不定期連載:スタートレック渋いおやじ列伝 ピカード編

gasoline2002-11-11

 中学生の頃だったか、友人の熊坂たちと『渋いおやじ軍団』を勝手に編成して盛りあがっていたことがあった。史上の為政者や軍人、現代の政治家やフィクションのヒーローなど、要は渋ければ誰でも列挙していくものである。記憶が判然としないが、いつも山本五十六星野仙一は入っていたような気がする。

 そんなわけで、スタートレックTNG以降)の渋いおやじ達を列挙してみようと思う。どんなワケだ言ってみろっ。ボカッ! あっ!
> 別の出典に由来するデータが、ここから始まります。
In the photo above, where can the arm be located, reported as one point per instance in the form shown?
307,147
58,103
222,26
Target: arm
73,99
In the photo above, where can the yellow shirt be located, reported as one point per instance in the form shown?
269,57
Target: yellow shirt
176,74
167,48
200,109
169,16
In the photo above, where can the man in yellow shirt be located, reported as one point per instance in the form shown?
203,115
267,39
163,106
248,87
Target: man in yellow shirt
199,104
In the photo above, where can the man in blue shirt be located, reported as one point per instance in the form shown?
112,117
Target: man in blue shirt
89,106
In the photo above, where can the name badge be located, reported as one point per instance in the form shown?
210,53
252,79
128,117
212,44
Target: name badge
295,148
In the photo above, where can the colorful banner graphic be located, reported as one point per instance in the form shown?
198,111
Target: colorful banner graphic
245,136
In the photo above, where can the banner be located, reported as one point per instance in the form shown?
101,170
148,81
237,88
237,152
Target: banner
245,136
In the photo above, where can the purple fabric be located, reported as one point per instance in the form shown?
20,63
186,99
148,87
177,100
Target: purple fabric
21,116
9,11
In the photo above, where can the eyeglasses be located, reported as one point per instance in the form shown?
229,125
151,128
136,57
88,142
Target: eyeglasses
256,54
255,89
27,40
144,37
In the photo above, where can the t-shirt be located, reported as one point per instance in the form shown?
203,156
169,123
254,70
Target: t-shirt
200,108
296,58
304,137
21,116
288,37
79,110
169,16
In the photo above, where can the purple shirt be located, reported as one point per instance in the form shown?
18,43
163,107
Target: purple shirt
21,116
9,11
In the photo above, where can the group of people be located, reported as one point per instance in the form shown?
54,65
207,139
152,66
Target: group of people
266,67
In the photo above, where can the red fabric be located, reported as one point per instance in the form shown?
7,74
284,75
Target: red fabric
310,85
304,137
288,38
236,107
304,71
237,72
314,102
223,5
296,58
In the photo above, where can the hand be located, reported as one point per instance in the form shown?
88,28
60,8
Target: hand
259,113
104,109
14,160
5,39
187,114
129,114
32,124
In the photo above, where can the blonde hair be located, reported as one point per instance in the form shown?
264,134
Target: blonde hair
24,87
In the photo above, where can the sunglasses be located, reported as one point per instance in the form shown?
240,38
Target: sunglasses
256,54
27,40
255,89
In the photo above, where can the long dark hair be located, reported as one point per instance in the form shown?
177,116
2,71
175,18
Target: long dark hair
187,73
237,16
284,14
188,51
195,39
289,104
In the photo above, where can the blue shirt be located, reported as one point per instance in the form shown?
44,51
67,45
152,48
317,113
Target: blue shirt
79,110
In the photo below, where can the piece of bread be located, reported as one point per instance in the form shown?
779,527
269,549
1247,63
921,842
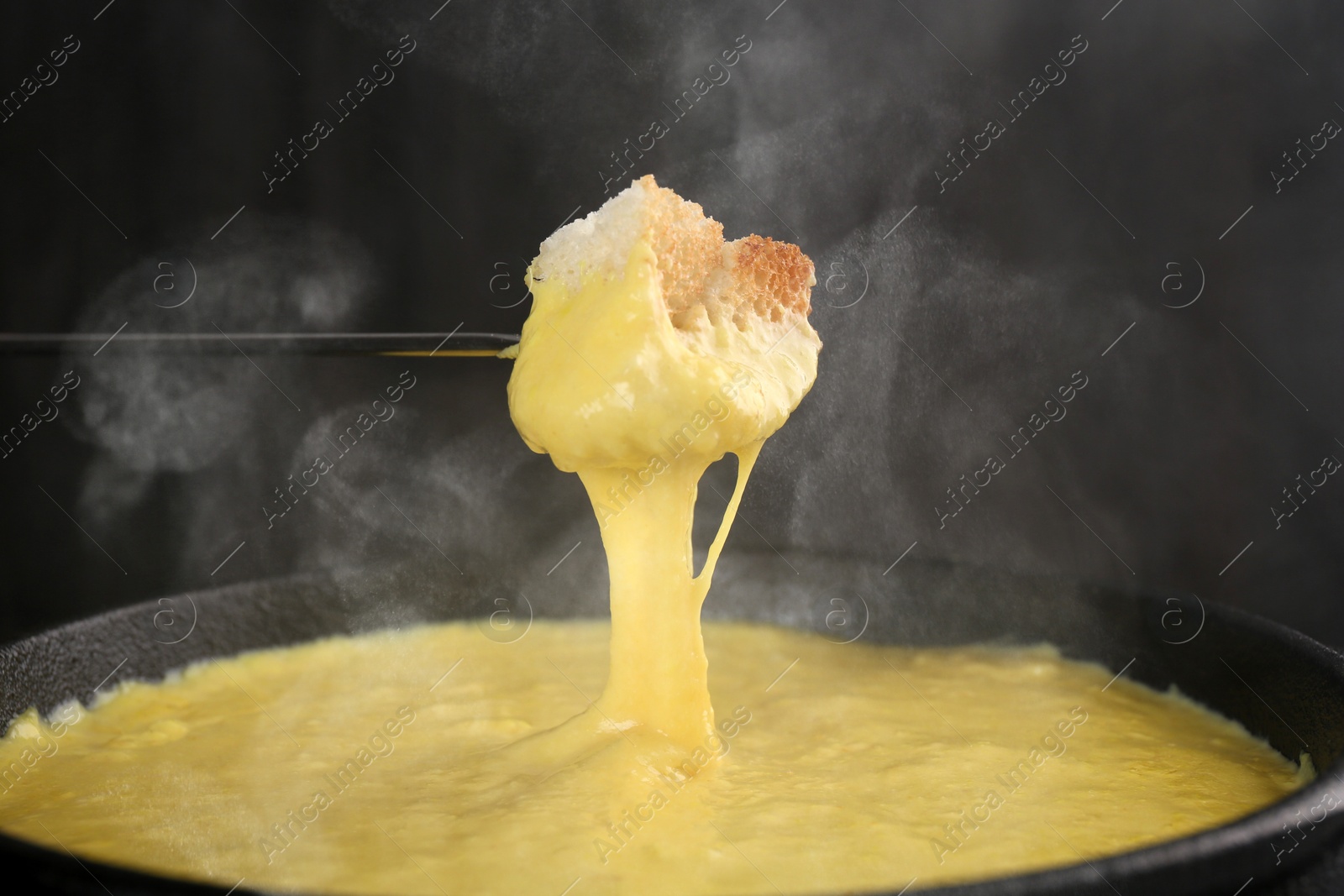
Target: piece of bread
754,277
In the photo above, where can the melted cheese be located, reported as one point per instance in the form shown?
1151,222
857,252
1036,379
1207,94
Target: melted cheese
353,766
589,758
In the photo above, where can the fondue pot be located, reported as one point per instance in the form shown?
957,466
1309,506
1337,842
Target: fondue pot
1280,684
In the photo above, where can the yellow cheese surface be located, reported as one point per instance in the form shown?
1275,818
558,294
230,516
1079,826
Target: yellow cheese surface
591,758
354,766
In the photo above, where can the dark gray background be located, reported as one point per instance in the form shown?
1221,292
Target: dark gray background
420,211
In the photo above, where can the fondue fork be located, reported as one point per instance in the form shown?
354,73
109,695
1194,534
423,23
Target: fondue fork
319,344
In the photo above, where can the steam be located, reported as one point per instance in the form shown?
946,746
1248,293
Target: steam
981,301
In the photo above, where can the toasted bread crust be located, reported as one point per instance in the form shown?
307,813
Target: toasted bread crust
754,275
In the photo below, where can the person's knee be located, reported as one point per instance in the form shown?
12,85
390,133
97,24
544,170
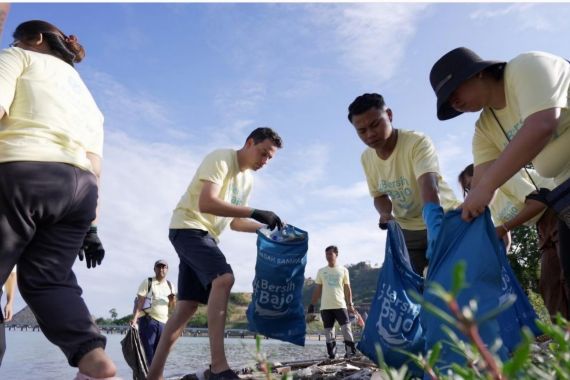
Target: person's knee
96,363
224,282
 何はともあれ、彼無しにスタートレックの、いや全米映画・テレビ界の渋いおやじは語れない、パトリック スチュワート演じるジャンリュック ピカードである。1988年、業界ではイロモノと見なされるSFシリーズの主人公として登場した彼であるが、その演技力と魅力が認知されるに至って、“ハゲでもセクシー”という概念が確立された(ショーン コネリーはハゲる前からセクシーだったので例外である)。彼がいなければERのアンソニー エドワーズも今ごろタダのハゲだった。

 彼の魅力はハゲだけではない。そのバリトンの美声と厳しい視線に3秒で落とされたおやじマニアは後を断たない。通称ゴリラ落としのピカードである。由緒正しきロイヤル・シェイクスピア劇団で鍛えられた発声と黒く深い瞳は、7年続いた番組の前半では孤高の冒険者の、後半では厳格な父性の象徴として働いた。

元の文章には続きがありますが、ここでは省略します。